Substack is NOT a newsletter
It just happens to come with email
My Medium friends can read this story over there as well.
Substack is trying very hard to be everything at once.
It acts like a social platform with likes and Notes and little dopamine traps.
It pretends to be a YouTube killer or TikTok competitor with its video platform and live-streaming.
It tries to position itself as a podcasting tool.
And of course it would love to be an email newsletter service.
But at its core, Substack is something much simpler (and much more powerful for now.)
Once we realize that, our Substack strategy changes. Quickly.
Substack is…
…a blogging platform with a built-in distribution channel.
A website that happens to send emails. A CMS that just looks friendly.
Do you know how powerful that is?
The problem is that many of us don’t treat it that way. Like a website and blog.
We treat Substack like Mailchimp with vibes, a place to blast out newsletters twice a week and pray the open rates don’t dip below the emotional damage line.
Which means we ignore the biggest advantage Substack gives us. We ignore how it behaves on the open web.
Substack posts live like proper blog posts. They can rank. They can be searched. They can pull organic traffic. They can grow long after we publish them.
Newsletters don’t. They are stuck in the inbox, where yesterday’s email goes to die along with shipping confirmations and angry PayPal notifications.
Social media posts don’t. Videos and live streams don’t, either.
So let’s zoom out and look at what Substack really is and why treating it like a website can change everything.
Substack wants to be the “Everything App”
The company is not subtle about this. They add features constantly.
Notes. Videos. Podcasts. A social feed. Maybe even drip campaigns soon. A mobile app that basically wants to be everything.
On paper, this is great.
More tools in one place means less juggling.
But the one feature that always, always works is the one nobody talks enough about. The website.
Your Substack is a standalone site with its own domain option, its own sitemap, its own growing archive and its own shot at actual SEO traffic. And the options to connect a custom domain to all that goodness.
That is the hidden superpower. And most writers ignore it because email, video, and audio are more trendy now.
Substack is a blogging platform first
When we strip away the features, Substack behaves like a simple blog.

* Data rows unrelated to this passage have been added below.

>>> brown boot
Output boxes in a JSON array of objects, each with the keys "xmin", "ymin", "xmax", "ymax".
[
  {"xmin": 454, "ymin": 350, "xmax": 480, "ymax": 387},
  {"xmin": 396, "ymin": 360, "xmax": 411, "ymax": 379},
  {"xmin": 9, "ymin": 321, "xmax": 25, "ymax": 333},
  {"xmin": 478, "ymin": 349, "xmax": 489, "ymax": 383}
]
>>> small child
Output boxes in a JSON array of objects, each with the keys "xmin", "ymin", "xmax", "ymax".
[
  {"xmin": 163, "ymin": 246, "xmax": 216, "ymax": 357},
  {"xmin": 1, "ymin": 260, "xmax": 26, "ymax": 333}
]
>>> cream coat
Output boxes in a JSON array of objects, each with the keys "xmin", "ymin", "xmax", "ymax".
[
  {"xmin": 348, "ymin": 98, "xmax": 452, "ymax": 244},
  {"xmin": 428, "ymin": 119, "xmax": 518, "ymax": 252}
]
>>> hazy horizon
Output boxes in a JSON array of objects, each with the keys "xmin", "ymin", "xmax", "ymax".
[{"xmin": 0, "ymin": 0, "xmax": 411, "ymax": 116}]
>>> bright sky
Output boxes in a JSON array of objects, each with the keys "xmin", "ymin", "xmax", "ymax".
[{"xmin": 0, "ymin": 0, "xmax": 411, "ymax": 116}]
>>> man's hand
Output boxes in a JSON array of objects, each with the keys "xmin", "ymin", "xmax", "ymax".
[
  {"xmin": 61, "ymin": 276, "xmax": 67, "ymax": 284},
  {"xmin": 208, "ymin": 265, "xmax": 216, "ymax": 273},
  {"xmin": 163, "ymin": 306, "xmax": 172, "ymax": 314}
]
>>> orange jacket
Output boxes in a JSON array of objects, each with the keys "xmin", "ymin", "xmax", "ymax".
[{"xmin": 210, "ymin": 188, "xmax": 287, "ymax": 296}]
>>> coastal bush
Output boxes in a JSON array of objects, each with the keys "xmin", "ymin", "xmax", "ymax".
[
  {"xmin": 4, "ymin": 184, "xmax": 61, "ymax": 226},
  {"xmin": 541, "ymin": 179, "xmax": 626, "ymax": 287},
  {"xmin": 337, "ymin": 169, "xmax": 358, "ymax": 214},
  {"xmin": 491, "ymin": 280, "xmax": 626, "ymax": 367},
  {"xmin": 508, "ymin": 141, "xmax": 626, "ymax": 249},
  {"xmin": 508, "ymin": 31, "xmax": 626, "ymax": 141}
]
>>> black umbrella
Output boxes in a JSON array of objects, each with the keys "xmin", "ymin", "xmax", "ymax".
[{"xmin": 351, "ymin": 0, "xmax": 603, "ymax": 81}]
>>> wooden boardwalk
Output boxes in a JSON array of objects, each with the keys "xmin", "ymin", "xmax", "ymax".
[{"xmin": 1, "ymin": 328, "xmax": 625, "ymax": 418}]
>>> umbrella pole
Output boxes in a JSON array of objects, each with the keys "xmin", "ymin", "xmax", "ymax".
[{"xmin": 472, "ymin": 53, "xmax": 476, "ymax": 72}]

It has posts, tags, categories, comments and archives. It generates clean URLs. Posts stay online forever. Google crawls them. People can find them months later.
Someone can type a question into Google at 3 in the morning and land on your writing by accident, which is perfect! Because sear h can actually turn into your #1 paid subscriber growth engine.
Substack is how classic blogging worked. You published something, it lived on your website, it had time to grow.
The built-in email part is just delivery. It’s the notification bell. It is not the core.
Think about it. Most people I know don’t send “newsletters” or “email marketing material”.
They simply send their blog posts via email. Because that’s what Substack does.
If Substack removed email tomorrow, it would still function as a blogging platform. If Substack removed the website part, there wouldn’t be much left.
So treat your Substack like a website
Most people don’t. They write a post in the editor, hit publish, watch the email go out and never think about that piece again.
That is a shame. Because treating Substack like a real website flips the script.
Writers suddenly get the benefits bloggers have enjoyed since the mid 2000s. Evergreen traffic. Long tail keywords. Search discovery. Backlinks. Posts that earn attention while we sleep, instead of posts that die after inbox delivery.
There is a reason blogging is still a huge industry, 2026.
We don’t need to become SEO gurus. We just need to do the basics that every blog should do.
The mindset shift that makes Substack grow faster
Once we see Substack as a website with (optional) email, our writing strategy changes. At least, it should.
We stop obsessing about open rates. We stop thinking everything has to be timely. We stop panicking when an email underperforms, because we know posts have a long afterlife online.
We start writing posts that matter beyond Tuesday morning.
We start building an archive that attracts people even if they have never heard of us. We start creating real search channels instead of relying on the built-in network (alone).
And our email list grows as a side effect.
People find our posts on Google, read them on our Substack site, then subscribe from there. This is how my own list grows constantly.
Search brings traffic, traffic brings subscribers, subscribers bring community.
Email becomes the byproduct, not the entire plan.
That doesn’t mean, we ignore all the other features, of course. Notes is great social media. Video is cool if you’re comfortable with it. And podcasts are sweet, too.
Pick and choose. But do the website thing first.
Substack works best when we see it clearly
In my eyes, Substack readers behave like blog readers.
They want depth, voice, ideas, perspective. They want something they can bookmark. Email is just the delivery truck.
So the real move is simple.
Use Substack like a blog. Use email as a boost. Use search as your long game. Sprinkle in a bit of social media, video, audio.
Substack isn’t fighting Mailchimp or Kit or Beehiiv. It’s not email marketing or a newsletter.
It’s fighting WordPress, Medium and Ghost (passively).
Once we understand that, things get easier.
The Bottom Line
Substack is a blog platform that happens to come with email.
Treat it as a website, write posts that last longer than an inbox notification, and use email as a distribution tool instead of the main event.